I read a couple of books on translation this summer: Le Ton beau de Marot by Douglas Hofstadter and Dire presque la même chose by Umberto Eco. Although both book titles are French, Hofstadter's work is in English, and I read a French translation (from the Italian) of Eco's work.
Le Ton beau de Marot is a multitude (80+) translations of the same 28-line poem by Clément Marot, interleaved with musings on translation and meaning. Hofstadter's translation problem can be summed up as "What happens where you take something from over there and put it over here". What does something mean if meaning is tied to context and the context changes? How can we transmit meaning without transmitting the entire context? Where does this do to the problem of artificial intelligence and computer understanding? No translation is exact -- some aspect of the source text is lost because of the differences between the source context and the destination context. The job of the translator is to find the best mapping between the two, and to choose which aspects are important and which can be discarded or minimized. The eighty or so translations come to play as examples of choosing to honour (or not) different aspects of Marot's original poem.

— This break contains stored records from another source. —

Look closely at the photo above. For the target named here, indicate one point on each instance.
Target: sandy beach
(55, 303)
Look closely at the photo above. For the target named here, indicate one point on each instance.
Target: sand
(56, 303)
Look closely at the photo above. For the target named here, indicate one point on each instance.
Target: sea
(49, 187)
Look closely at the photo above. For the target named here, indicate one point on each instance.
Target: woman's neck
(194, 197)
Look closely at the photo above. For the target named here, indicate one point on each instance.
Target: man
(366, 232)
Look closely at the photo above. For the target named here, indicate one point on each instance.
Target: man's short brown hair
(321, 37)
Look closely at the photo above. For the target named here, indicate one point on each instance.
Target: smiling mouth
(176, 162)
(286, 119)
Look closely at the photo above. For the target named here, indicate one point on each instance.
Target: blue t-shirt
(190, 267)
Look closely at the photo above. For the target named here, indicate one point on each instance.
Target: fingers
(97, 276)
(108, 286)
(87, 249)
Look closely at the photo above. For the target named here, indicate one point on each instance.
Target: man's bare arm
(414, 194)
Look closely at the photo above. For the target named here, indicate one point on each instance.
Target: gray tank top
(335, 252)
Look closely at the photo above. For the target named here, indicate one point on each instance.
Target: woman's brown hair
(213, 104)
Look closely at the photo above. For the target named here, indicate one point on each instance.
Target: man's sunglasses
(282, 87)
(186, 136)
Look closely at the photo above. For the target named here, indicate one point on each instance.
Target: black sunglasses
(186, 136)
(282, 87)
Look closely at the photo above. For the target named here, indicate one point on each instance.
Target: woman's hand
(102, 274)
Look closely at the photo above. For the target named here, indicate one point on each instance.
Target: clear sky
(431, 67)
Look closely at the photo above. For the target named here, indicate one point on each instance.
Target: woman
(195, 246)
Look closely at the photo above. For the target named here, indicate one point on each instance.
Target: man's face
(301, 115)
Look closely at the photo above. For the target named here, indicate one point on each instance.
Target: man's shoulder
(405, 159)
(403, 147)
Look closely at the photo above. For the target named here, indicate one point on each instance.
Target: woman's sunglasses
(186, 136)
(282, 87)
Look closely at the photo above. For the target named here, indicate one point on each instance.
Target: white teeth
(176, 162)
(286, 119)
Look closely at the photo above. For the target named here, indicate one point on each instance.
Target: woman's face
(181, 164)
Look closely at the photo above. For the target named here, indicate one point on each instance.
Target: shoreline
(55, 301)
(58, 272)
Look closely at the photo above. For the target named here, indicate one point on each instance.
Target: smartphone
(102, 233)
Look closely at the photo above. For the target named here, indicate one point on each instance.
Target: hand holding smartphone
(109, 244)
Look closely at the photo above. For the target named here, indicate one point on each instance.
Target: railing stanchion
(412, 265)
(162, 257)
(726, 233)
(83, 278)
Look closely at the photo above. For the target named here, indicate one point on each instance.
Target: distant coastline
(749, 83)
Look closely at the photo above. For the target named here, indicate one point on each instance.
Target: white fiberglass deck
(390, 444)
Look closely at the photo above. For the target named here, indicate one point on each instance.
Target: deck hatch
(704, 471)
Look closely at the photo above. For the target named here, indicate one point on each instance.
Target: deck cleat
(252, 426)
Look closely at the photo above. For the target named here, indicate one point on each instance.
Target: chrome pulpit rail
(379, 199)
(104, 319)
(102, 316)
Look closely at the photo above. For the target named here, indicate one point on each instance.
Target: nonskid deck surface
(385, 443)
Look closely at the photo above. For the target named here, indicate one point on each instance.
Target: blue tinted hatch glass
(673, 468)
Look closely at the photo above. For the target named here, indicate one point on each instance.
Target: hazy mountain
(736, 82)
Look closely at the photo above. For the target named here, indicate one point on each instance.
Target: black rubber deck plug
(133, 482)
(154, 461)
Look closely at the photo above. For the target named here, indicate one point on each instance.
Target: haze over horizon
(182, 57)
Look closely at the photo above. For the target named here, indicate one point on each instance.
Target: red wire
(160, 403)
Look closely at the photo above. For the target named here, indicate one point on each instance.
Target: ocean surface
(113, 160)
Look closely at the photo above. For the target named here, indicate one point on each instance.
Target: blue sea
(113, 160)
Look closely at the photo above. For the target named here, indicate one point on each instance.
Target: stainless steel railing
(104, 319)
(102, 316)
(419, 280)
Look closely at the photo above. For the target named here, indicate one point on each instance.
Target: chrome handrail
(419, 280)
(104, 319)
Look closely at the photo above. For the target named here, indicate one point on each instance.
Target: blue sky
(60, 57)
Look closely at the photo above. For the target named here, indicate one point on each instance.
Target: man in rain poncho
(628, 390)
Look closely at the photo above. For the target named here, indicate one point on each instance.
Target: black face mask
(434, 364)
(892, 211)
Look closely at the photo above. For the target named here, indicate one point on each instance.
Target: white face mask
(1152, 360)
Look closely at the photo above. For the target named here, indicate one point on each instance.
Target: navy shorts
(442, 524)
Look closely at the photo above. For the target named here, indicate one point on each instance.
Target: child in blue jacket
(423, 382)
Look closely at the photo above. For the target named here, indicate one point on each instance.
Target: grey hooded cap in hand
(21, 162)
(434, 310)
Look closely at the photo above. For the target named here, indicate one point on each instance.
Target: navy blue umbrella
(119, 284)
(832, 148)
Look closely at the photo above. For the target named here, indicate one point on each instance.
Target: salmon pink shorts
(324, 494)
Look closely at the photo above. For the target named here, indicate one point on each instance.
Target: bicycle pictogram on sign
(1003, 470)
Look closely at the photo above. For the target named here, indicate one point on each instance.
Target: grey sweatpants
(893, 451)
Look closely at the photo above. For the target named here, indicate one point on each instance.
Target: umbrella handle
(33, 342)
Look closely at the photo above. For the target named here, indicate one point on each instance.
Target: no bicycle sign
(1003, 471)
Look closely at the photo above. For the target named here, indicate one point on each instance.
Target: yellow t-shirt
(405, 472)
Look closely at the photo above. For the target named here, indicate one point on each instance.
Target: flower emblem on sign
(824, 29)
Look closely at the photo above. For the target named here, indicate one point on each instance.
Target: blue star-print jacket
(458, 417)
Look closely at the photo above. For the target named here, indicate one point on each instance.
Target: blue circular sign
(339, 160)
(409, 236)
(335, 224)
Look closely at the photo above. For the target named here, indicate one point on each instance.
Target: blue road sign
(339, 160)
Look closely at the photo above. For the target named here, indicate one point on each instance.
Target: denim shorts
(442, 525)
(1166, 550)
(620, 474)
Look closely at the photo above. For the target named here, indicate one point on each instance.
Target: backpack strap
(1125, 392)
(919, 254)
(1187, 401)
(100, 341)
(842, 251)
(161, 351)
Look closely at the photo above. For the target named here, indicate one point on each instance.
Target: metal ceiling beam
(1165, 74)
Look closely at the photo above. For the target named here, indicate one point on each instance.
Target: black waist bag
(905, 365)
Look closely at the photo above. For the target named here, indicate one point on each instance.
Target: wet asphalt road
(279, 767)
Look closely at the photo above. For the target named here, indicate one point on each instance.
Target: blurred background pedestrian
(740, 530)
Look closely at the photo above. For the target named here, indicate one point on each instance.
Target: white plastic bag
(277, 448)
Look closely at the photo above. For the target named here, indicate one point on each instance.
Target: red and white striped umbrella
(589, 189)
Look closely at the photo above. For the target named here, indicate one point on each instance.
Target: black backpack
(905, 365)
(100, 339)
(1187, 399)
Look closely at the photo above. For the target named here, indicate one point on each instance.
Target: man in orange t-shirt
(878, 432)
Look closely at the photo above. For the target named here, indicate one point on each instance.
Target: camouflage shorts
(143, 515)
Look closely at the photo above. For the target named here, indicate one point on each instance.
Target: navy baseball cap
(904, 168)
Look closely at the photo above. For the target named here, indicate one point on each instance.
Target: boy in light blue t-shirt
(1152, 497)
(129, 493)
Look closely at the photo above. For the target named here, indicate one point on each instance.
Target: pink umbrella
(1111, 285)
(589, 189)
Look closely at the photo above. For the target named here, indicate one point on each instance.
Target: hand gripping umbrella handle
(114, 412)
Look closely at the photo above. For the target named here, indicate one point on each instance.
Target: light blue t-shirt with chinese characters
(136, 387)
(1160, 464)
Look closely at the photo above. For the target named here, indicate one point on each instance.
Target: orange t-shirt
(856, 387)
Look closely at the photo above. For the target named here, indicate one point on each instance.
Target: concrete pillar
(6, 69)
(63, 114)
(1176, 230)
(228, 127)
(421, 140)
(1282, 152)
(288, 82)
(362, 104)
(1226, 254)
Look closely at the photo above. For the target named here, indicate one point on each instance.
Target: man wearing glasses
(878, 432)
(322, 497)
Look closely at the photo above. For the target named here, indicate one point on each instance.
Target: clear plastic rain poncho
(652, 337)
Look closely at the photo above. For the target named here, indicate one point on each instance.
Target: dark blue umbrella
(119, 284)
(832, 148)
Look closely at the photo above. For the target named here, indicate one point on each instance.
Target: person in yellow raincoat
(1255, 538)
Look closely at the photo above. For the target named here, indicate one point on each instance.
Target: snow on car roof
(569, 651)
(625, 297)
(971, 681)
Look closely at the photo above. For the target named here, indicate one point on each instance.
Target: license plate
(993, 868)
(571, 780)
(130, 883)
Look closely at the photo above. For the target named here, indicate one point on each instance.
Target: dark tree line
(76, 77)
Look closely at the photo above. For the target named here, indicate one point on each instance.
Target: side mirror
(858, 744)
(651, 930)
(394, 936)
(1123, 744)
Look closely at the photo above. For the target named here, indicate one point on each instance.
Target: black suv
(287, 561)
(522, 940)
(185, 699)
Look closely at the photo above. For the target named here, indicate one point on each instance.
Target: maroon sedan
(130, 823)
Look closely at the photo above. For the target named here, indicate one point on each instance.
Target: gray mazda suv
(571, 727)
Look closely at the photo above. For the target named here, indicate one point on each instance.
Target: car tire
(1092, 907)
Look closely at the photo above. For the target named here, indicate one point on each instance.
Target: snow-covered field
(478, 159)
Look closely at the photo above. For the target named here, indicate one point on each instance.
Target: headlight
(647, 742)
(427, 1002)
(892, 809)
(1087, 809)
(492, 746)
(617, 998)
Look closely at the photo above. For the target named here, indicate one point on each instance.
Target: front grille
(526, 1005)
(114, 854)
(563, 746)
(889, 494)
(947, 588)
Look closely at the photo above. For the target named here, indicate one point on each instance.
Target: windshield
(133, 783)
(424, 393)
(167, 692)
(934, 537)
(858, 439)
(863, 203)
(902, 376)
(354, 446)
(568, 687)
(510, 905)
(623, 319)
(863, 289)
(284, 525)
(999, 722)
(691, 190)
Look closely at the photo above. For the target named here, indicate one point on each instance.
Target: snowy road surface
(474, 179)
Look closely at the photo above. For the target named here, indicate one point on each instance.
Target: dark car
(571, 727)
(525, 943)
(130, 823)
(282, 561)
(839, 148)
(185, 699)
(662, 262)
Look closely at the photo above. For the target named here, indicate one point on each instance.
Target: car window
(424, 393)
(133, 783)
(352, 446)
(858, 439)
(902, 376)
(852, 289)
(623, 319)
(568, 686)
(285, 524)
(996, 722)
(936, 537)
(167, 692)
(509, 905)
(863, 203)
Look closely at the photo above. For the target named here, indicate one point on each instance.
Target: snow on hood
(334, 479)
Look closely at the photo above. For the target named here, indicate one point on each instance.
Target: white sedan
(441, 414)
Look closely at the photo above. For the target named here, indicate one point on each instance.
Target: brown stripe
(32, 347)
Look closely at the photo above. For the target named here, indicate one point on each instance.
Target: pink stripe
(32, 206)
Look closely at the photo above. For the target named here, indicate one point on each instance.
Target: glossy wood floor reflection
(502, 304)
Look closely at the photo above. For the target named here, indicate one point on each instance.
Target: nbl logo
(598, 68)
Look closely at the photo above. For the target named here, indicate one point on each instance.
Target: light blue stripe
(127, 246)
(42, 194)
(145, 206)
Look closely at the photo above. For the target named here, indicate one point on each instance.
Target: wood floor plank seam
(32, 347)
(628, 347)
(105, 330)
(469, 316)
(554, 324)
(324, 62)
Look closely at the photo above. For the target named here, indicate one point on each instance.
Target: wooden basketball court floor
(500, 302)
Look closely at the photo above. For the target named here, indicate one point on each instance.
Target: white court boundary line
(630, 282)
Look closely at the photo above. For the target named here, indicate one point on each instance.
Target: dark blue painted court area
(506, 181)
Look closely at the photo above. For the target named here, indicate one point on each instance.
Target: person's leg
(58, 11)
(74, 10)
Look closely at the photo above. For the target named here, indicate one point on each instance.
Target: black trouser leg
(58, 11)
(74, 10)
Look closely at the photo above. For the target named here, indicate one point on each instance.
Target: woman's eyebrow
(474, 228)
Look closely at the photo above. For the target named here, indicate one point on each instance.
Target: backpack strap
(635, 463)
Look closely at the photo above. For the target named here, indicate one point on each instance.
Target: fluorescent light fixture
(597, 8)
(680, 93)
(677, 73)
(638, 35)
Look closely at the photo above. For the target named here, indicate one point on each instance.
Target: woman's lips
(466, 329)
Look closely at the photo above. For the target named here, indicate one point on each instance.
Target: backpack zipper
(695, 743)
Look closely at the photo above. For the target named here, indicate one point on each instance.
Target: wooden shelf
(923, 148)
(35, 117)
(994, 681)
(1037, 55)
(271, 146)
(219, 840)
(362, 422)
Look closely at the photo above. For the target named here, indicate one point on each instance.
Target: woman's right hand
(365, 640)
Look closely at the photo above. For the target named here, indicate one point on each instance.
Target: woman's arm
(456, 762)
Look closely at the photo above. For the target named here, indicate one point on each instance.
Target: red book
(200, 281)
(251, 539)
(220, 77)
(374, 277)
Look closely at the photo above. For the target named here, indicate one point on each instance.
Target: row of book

I loved Le Ton beau de Marot. I think this book really benefits from the reader having an understanding of French, although it's not strictly required. Hofstadter speaks French fluently and his love of French comes across in the book. As a language learner, I also really enjoyed reading about his experiences learning and speaking foreign languages. Finally, the chapter discussing the process of translating Gödel, Escher, Bach into Chinese and French made me more excited to read the French version. The challenges here were also interesting, since some of GEB is autobiographical. Hofstadter had to negotiate with his translators to "forge" certain aspects of his life to capture the larger ideas he wanted to get across, while in other cases details of Americana and his life were given importance over a pun or other wordplay.
Eco's book, Dire presque la même chose has essentially two parts. The first half deals with his experiences translating and being translated; the second part is more academic and delves deeper into the theory of semiotics and how it relates to translation work. As Le Ton beau de Marot benefits from a knowledge of French, so I think would Dire presque la même chose benefit from a knowledge of (at least) Italian. Most of Eco's examples from the first half of the book are edge cases and shades of meaning either from or to Italian. I say "at least" Italian since there are plenty of example translations to and from German, English, French and Spanish as well.
I enjoyed Dire presque la même chose less. Eco is a very erudite writer, and so many of the examples from his works are similarly dense and obscure. I probably wouldn't have understood them even if they were in English. Discussions of shades of meaning between words in Italian and the word the Spanish translator chose is not that interesting for me as I don't speak either of those languages. The second half of the book I found a bit too beyond my level in terms of the semiotics discussed. Again, I'm not sure I would have enjoyed it had it been in English, although I would have been able to skim it faster.
One interesting thing I did get out of Dire presque la même chose was the fact that Eco wrote The Name of the Rose to be deliberately difficult to read. That makes me feel better about not understanding it.